At 6:41 AM, the physician documented the patient was medically screened, 2 hours and 49 minutes after arrival to Hospital #1's ED. The patient's pain was addressed and stabilized at 6:45 AM, 2 hours and 52 minutes after arrival to Hospital #1's ED.

6. Medical record review for Patient #17 revealed the patient presented, ambulatory, to Hospital #1 on 6/7/16 at 3:56 PM with chief complaint, "I was shot in my hand on Friday and told to come back if it wasn't getting better. It's really swollen..." The patient was assigned an acuity level of ESI-3 Urgent at 4:01 PM and triage assessment at 4:02 PM documented the patient had pain currently 8 out of 10 on pain scale. The patient was placed in the waiting room. At 9:52 PM the patient came to the triage desk and stated he was going to leave because he had been here for hours.

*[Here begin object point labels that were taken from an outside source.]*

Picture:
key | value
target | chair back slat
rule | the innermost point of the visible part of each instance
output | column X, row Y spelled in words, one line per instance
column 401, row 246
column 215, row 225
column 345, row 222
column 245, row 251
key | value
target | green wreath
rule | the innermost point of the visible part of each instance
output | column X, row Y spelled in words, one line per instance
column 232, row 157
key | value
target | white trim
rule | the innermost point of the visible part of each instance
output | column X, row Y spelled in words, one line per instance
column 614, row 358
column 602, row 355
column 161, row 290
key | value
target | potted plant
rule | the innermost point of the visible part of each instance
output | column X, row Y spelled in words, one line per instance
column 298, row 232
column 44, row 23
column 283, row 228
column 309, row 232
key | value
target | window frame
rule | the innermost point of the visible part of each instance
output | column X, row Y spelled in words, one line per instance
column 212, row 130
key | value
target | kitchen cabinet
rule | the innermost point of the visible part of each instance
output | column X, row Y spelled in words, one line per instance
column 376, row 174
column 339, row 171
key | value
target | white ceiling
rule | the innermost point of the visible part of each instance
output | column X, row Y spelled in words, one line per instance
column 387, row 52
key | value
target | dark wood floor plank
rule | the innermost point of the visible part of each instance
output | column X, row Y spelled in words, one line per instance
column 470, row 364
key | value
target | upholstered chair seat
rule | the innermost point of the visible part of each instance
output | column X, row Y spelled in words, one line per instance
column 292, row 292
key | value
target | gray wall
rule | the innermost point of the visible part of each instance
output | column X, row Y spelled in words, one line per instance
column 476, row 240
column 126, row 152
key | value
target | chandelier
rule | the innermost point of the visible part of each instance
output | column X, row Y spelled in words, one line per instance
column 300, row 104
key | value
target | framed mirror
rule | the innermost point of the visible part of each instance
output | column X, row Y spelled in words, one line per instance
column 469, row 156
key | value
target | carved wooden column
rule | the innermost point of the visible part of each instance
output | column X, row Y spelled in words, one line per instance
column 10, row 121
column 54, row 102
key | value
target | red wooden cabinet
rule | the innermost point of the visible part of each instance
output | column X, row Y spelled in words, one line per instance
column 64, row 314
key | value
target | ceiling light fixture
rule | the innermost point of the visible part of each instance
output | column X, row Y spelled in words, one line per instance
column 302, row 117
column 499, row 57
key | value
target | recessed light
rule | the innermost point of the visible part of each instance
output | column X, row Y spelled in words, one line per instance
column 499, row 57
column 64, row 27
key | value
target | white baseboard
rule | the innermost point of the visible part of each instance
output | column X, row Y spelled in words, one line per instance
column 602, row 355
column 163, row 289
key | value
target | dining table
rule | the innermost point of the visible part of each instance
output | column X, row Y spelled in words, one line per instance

The staff had the patient fill out a Refusal of Services form and the patient left the facility. There was no documentation from 4:02 PM - 9:52 PM, Patient #17 had an ongoing assessment after arrival to Hospital #1's ED seeking medical treatment. The patient was in Hospital #1is ED for 5 hours and 50 minutes without ongoing assessments or a MSE.